А еще был Йен Дьюар, разглагольствующий о своей службе в армии, жалующийся на крохоборов и хапуг, кравших у солдат самое необходимое. «Сам купи себе бинокль, друган, один броник на двоих, а если тебе ногу отрезали, то прими-ка эти две таблеточки, потому что морфина у нас для тебя нету». И однажды после пятнадцати минут этих жалоб, помня о том, что другие люди терпеливо ждут своей очереди поговорить с ним, Питер прервал эти излияния: «Простите меня, Йен, но вам нет нужды все время перебирать свои обиды. Бог там был. Он был с вами. Он видел все, что там происходило. Он все видел». И Йен не выдержал, и разрыдался, и сказал, что он знал это, знал и потому, несмотря на все это, несмотря на все жалобы и гнев, глубоко в душе он был счастлив — счастлив по-настоящему.
И еще была Беатрис, в тот день, когда он сделал ей предложение, день, когда все шло наперекосяк. Он сделал ей предложение в десять тридцать, в удушающе-жаркое утро, когда они стояли у банкомата на центральной улице, собираясь пойти за покупками в супермаркет. Наверное, ему следовало бы опуститься на одно колено, потому что ее «да, ну давай» прозвучало неуверенно и как-то неромантично, как будто она считала его предложение не более чем прагматичным решением сэкономить на квартирной аренде. А потом банкомат проглотил ее карточку, и ей пришлось идти в банк, чтобы ее вызволить, встречаться с менеджером, и тот полчаса мурыжил ее, бедную, как будто она самозванка, укравшая карточку и выдающая себя за какую-то другую, настоящую Беатрис.

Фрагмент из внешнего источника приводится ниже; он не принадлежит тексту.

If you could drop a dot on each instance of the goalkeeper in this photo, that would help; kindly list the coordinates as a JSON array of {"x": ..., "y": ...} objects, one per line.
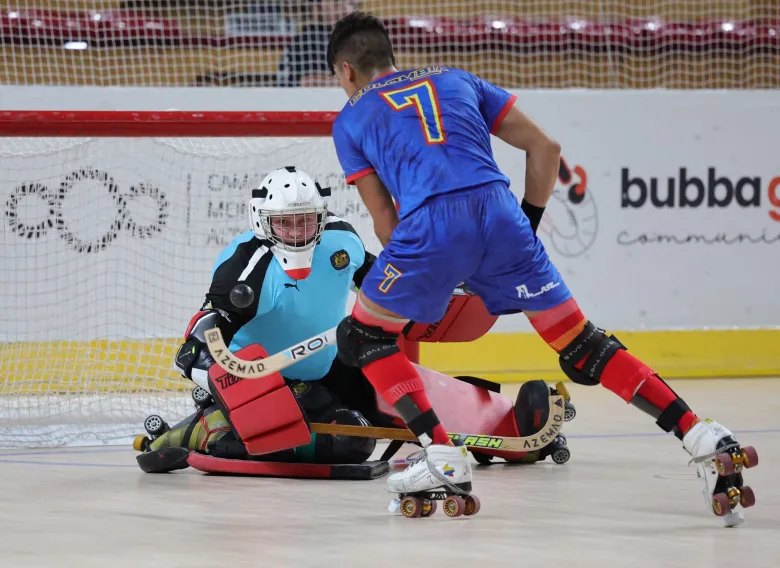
[{"x": 286, "y": 279}]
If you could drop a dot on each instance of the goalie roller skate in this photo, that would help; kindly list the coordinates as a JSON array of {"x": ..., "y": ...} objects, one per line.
[
  {"x": 720, "y": 461},
  {"x": 165, "y": 448},
  {"x": 438, "y": 473}
]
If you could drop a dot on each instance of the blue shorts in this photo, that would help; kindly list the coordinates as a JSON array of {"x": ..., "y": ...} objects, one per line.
[{"x": 479, "y": 237}]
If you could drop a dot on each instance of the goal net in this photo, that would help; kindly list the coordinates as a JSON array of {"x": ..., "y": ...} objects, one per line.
[
  {"x": 107, "y": 249},
  {"x": 681, "y": 44}
]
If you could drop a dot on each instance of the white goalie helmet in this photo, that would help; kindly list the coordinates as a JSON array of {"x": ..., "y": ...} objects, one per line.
[{"x": 288, "y": 210}]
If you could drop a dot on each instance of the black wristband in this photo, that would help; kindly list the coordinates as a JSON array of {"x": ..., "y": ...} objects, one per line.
[{"x": 533, "y": 213}]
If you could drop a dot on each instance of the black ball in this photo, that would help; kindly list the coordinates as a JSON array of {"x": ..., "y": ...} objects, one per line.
[{"x": 242, "y": 296}]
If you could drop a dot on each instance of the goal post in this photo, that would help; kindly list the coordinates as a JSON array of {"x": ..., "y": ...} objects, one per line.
[{"x": 111, "y": 224}]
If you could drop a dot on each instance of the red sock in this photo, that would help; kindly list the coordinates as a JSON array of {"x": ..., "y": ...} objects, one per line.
[
  {"x": 394, "y": 377},
  {"x": 560, "y": 325}
]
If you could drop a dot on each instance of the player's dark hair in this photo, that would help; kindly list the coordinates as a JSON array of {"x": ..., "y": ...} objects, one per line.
[{"x": 362, "y": 40}]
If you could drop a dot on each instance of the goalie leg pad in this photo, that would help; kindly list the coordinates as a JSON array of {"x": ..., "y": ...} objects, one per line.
[{"x": 263, "y": 413}]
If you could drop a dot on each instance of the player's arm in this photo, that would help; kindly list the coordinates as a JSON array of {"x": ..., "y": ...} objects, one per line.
[
  {"x": 220, "y": 310},
  {"x": 543, "y": 154},
  {"x": 361, "y": 272},
  {"x": 380, "y": 205}
]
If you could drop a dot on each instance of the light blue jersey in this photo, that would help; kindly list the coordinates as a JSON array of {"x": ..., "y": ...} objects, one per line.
[{"x": 287, "y": 311}]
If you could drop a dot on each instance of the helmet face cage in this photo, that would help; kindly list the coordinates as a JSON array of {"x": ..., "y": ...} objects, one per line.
[{"x": 299, "y": 222}]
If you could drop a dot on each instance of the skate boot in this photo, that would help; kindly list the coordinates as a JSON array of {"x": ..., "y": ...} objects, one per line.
[
  {"x": 438, "y": 473},
  {"x": 720, "y": 460},
  {"x": 166, "y": 448}
]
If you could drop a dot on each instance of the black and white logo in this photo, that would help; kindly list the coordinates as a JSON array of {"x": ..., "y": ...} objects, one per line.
[{"x": 58, "y": 219}]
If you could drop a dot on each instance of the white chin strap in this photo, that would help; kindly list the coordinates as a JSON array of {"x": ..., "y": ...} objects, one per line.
[{"x": 296, "y": 265}]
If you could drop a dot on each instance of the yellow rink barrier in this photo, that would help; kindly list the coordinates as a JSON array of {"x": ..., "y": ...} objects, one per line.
[
  {"x": 146, "y": 365},
  {"x": 515, "y": 357}
]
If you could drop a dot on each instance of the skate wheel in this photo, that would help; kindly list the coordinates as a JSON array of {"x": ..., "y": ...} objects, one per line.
[
  {"x": 429, "y": 507},
  {"x": 201, "y": 397},
  {"x": 725, "y": 465},
  {"x": 454, "y": 506},
  {"x": 750, "y": 457},
  {"x": 155, "y": 425},
  {"x": 482, "y": 459},
  {"x": 561, "y": 455},
  {"x": 472, "y": 505},
  {"x": 140, "y": 443},
  {"x": 721, "y": 505},
  {"x": 411, "y": 507},
  {"x": 746, "y": 497},
  {"x": 563, "y": 391}
]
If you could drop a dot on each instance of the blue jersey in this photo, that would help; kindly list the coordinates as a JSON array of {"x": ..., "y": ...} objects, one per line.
[
  {"x": 424, "y": 132},
  {"x": 287, "y": 311}
]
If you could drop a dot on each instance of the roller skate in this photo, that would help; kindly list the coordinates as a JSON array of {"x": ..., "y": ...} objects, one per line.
[
  {"x": 720, "y": 460},
  {"x": 439, "y": 473},
  {"x": 166, "y": 448}
]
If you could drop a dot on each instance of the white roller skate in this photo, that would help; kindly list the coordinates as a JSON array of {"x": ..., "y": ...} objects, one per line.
[
  {"x": 437, "y": 473},
  {"x": 719, "y": 461}
]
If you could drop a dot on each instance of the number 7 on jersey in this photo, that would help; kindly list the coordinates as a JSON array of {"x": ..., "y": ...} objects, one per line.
[{"x": 422, "y": 96}]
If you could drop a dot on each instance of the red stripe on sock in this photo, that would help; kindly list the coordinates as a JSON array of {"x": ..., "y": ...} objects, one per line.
[
  {"x": 560, "y": 325},
  {"x": 655, "y": 391}
]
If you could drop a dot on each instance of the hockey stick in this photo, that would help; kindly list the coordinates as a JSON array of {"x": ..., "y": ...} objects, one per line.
[
  {"x": 273, "y": 364},
  {"x": 536, "y": 441}
]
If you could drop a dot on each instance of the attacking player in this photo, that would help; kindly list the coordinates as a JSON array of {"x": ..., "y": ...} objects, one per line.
[
  {"x": 422, "y": 137},
  {"x": 286, "y": 279}
]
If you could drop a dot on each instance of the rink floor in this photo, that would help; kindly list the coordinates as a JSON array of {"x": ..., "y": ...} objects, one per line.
[{"x": 625, "y": 499}]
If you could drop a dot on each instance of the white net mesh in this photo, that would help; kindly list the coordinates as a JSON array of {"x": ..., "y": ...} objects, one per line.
[
  {"x": 107, "y": 250},
  {"x": 687, "y": 44}
]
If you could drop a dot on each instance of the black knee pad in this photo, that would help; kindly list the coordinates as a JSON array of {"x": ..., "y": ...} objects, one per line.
[
  {"x": 344, "y": 449},
  {"x": 360, "y": 344},
  {"x": 593, "y": 345}
]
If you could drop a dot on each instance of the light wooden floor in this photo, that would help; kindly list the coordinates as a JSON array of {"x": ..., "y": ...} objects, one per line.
[{"x": 626, "y": 499}]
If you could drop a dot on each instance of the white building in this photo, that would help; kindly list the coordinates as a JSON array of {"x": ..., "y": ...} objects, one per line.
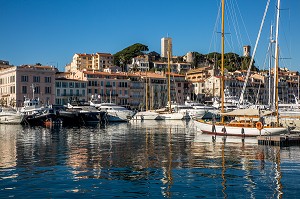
[{"x": 165, "y": 41}]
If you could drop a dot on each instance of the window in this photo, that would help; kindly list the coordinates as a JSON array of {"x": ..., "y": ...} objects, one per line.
[
  {"x": 37, "y": 90},
  {"x": 47, "y": 79},
  {"x": 12, "y": 89},
  {"x": 36, "y": 79},
  {"x": 24, "y": 78},
  {"x": 58, "y": 84},
  {"x": 24, "y": 89},
  {"x": 47, "y": 90}
]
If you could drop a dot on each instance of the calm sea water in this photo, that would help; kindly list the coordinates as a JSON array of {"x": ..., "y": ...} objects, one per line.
[{"x": 142, "y": 160}]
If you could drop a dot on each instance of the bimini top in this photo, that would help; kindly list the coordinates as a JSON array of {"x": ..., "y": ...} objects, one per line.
[{"x": 248, "y": 112}]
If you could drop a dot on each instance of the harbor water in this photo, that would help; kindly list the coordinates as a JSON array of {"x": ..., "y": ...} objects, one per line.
[{"x": 148, "y": 159}]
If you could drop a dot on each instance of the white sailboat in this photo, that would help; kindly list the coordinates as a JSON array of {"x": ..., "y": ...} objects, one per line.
[
  {"x": 170, "y": 114},
  {"x": 147, "y": 114},
  {"x": 246, "y": 122},
  {"x": 9, "y": 115}
]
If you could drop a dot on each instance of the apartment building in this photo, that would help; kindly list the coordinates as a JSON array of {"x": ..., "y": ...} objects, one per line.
[
  {"x": 68, "y": 89},
  {"x": 89, "y": 62},
  {"x": 27, "y": 81},
  {"x": 166, "y": 45}
]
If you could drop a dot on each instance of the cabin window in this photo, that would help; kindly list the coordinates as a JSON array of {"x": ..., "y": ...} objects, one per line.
[
  {"x": 24, "y": 89},
  {"x": 36, "y": 79},
  {"x": 47, "y": 90},
  {"x": 24, "y": 78},
  {"x": 47, "y": 79}
]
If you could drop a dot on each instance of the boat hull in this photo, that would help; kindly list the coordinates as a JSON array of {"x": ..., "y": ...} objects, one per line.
[
  {"x": 10, "y": 119},
  {"x": 225, "y": 130},
  {"x": 171, "y": 116},
  {"x": 146, "y": 115}
]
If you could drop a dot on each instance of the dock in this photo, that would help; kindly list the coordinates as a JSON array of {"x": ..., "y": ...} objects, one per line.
[{"x": 281, "y": 140}]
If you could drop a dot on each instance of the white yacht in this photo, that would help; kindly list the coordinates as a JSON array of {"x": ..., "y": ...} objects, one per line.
[
  {"x": 147, "y": 115},
  {"x": 115, "y": 113}
]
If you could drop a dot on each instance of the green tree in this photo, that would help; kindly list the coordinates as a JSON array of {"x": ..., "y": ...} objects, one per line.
[{"x": 124, "y": 56}]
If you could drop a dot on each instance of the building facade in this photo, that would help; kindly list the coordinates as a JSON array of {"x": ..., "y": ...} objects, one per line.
[
  {"x": 97, "y": 61},
  {"x": 27, "y": 81}
]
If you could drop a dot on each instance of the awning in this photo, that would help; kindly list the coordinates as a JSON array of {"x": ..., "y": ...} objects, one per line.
[{"x": 247, "y": 112}]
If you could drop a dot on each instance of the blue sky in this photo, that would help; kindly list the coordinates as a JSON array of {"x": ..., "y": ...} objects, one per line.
[{"x": 52, "y": 31}]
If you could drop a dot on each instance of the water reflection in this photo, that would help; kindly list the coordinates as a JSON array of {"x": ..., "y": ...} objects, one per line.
[{"x": 142, "y": 159}]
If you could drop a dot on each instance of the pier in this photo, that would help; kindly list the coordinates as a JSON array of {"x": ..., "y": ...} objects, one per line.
[{"x": 281, "y": 140}]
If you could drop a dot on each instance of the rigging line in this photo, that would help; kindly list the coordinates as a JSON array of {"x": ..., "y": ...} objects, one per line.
[
  {"x": 215, "y": 28},
  {"x": 235, "y": 24},
  {"x": 239, "y": 11},
  {"x": 254, "y": 51}
]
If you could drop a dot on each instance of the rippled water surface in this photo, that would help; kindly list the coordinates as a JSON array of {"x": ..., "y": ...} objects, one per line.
[{"x": 142, "y": 160}]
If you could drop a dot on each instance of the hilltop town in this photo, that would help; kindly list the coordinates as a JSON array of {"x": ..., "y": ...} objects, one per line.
[{"x": 131, "y": 75}]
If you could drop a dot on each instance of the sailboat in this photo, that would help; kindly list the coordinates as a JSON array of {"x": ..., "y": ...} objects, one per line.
[
  {"x": 148, "y": 114},
  {"x": 246, "y": 122},
  {"x": 170, "y": 114}
]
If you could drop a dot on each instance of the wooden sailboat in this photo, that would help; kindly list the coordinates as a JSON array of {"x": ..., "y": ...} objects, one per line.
[
  {"x": 246, "y": 122},
  {"x": 170, "y": 114}
]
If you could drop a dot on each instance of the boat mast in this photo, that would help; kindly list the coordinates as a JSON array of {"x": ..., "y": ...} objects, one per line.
[
  {"x": 169, "y": 78},
  {"x": 222, "y": 63},
  {"x": 275, "y": 99},
  {"x": 146, "y": 92},
  {"x": 270, "y": 65}
]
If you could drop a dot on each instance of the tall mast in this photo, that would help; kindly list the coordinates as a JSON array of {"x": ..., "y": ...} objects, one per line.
[
  {"x": 222, "y": 62},
  {"x": 169, "y": 74},
  {"x": 270, "y": 65},
  {"x": 146, "y": 92},
  {"x": 275, "y": 99}
]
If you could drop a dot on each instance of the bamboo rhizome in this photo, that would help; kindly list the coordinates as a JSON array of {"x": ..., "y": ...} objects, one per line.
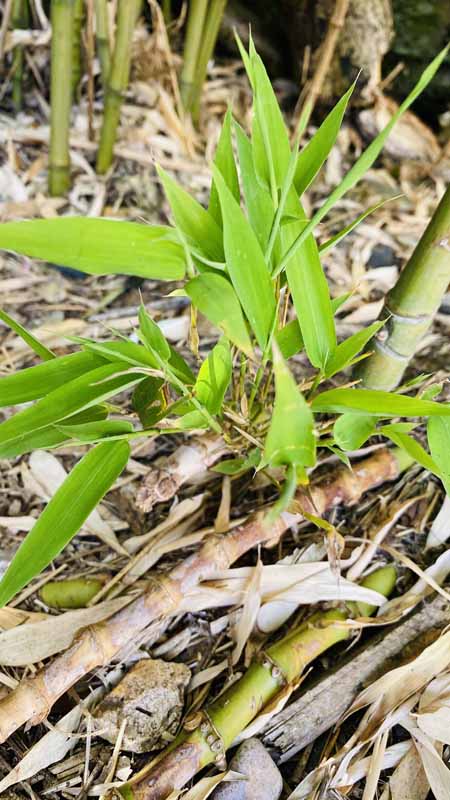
[
  {"x": 117, "y": 84},
  {"x": 62, "y": 18},
  {"x": 270, "y": 672},
  {"x": 411, "y": 305}
]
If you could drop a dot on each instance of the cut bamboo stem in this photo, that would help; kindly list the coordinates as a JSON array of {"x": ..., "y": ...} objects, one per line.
[
  {"x": 210, "y": 32},
  {"x": 102, "y": 39},
  {"x": 62, "y": 17},
  {"x": 77, "y": 56},
  {"x": 269, "y": 673},
  {"x": 119, "y": 73},
  {"x": 411, "y": 305},
  {"x": 195, "y": 25},
  {"x": 19, "y": 19},
  {"x": 96, "y": 646}
]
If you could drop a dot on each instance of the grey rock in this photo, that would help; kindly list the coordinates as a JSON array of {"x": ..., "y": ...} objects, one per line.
[
  {"x": 150, "y": 698},
  {"x": 264, "y": 781}
]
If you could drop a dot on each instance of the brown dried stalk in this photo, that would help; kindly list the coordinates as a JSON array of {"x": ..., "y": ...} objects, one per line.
[{"x": 97, "y": 645}]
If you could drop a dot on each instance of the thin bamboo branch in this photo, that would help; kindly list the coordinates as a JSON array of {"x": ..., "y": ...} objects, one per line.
[
  {"x": 62, "y": 16},
  {"x": 102, "y": 38},
  {"x": 210, "y": 32},
  {"x": 268, "y": 674},
  {"x": 195, "y": 25},
  {"x": 325, "y": 55},
  {"x": 97, "y": 645},
  {"x": 411, "y": 305},
  {"x": 117, "y": 81}
]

Это унижение закончилось тем, что она в праведном гневе разорвала все отношения с этим банком. Потом они пошли в магазин, но смогли позволить себе едва ли половину того, что было в их списке покупок, а вернувшись на парковку, обнаружили, что вандалы нацарапали на их машине свастику. Будь это что угодно, но не свастика, — карикатурный пенис, матерное слово, что угодно, — они бы, наверное, оставили все как есть, но это надо было непременно убрать, и стоило это кучу денег.
И так продолжалось весь день: у Би в телефоне сдохла батарейка, первый гараж, куда они подъехали, был закрыт, во втором не было отбою от клиентов, так что их с Би машину ремонтировать не взялись, банан, который они попытались съесть на ланч, внутри оказался гнилым, у Би лопнул ремешок на туфле, и ей пришлось припадать на одну ногу, машина стала издавать странные звуки, в третьем гараже им озвучили цену покраски и заодно сообщили, что выхлопная труба у них прохудилась. В довершение всего они так долго добирались до квартиры Би, что купленные ими дорогущие бараньи отбивные от жары подгуляли. Для Питера это было последней каплей. Ярость охватила всю его нервную систему. Он схватил пенопластовый подносик с отбивными и собирался выбросить его в мусорное ведро, швырнуть со всей силы, чтобы наказать мясо за такую бессовестную уязвимость. Но мясо было куплено не на его деньги, и ему удалось — едва-едва — сдержаться. Он убрал продукты в холодильник, плеснул воды себе в лицо и пошел искать Би.